The treaty includes the provision that a permanent establishment will be deemed constituted when an enterprise furnishes services through employees or other engaged personnel if the activities continue for the same or connected project within a Contracting State for a period or periods aggregating more than 183 days within any 12-month period.
- Dividends - 5% if the beneficial owner is a company directly holding at least 70% of the paying company's voting power; otherwise 10%
- Interest - 10%
- Royalties - 10%
- Fees for Technical Services (managerial, technical or consultancy) - 7.5%
The following capital gains derived by a resident of one Contracting State may be taxed by the other State:
- Gains from the alienation of immovable property situated in the other State;
- Gains from the alienation of movable property forming part of the business property of a permanent establishment in the other State; and
- Gains from the alienation of shares, participations or comparable interests deriving more than 30% of their value directly or indirectly from immovable property situated in the other State
Gains from the alienation of other property by a resident of a Contracting State may only be taxed by that State.
Vietnam applies the credit method for the elimination of double taxation, while Estonia generally applies the exemption method. However, Estonia will apply the credit method in respect of income covered by Articles 10 (Dividends), 11 (Interest) and 12 (Royalties and Fees for Technical Services). For dividends, application of the credit method is limited to dividends that would be subject to the 10% withholding tax rate.

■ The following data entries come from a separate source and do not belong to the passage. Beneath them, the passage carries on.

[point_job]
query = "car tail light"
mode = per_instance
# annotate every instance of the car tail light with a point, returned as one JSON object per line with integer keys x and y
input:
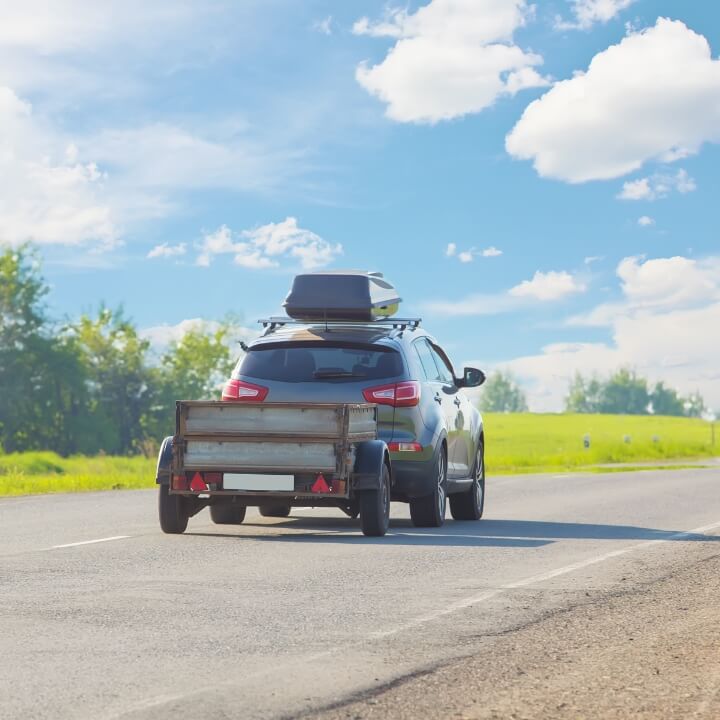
{"x": 404, "y": 394}
{"x": 240, "y": 391}
{"x": 404, "y": 447}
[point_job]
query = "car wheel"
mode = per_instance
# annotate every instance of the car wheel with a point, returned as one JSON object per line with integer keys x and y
{"x": 227, "y": 514}
{"x": 173, "y": 511}
{"x": 375, "y": 507}
{"x": 275, "y": 510}
{"x": 469, "y": 505}
{"x": 429, "y": 511}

A provision is also included for a tax sparing credit, whereby Estonia will deem tax paid in Vietnam to include any amount which would have been payable as Vietnamese tax for any year but was exempted or reduced under specified provisions of Vietnamese law. The tax sparring credit will be available for a period of 10 years beginning the date the treaty becomes effective.
The final protocol to the treaty includes the provision that in respect of Articles 10 (Dividends) and 11 (Interest), if after the Estonia-Vietnam treaty enters into force, Vietnam signs an agreement with a third state that is a member of the EU or the OECD and such agreement provides for a lower rate of withholding tax and lower participating percentages than provided in the Estonia-Vietnam treaty, then such lower rates and percentages will automatically replace those provided in the Estonia-Vietnam treaty from the date such other agreement enters into force.

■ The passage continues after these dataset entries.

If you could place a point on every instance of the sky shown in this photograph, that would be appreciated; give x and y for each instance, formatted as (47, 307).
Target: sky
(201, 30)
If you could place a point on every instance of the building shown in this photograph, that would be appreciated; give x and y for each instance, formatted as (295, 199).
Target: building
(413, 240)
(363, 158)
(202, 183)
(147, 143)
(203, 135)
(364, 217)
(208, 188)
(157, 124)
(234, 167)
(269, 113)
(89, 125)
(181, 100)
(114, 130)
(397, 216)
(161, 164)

The treaty will enter into force once the ratification instruments are exchanged, and will apply from 1 January of the year following its entry into force.
Finland Ratifies SSA with South Korea
On 14 October 2016, Finland ratified the pending social security agreement with South Korea. The agreement, signed 9 September 2015, is the first of its kind between the two countries, and will enter into force on the first day of the third month following the month in which the ratification instruments are exchanged.
Tax Treaty between Jordan and Saudi Arabia Signed
On 19 October 2016, officials from Jordan and Saudi Arabia signed an income tax treaty. The treaty is the first of its kind between the two countries, and will enter into force after the ratification instruments are exchanged.
Additional details of the treaty will be published once available.
Tax Treaty between Morocco and Rwanda Signed
Officials from Morocco and Rwanda signed an income tax treaty on 19 October 2016. The treaty is the first of its kind between the two countries, and will enter into force after the ratification instruments are exchanged.
Additional details of the treaty will be published once available.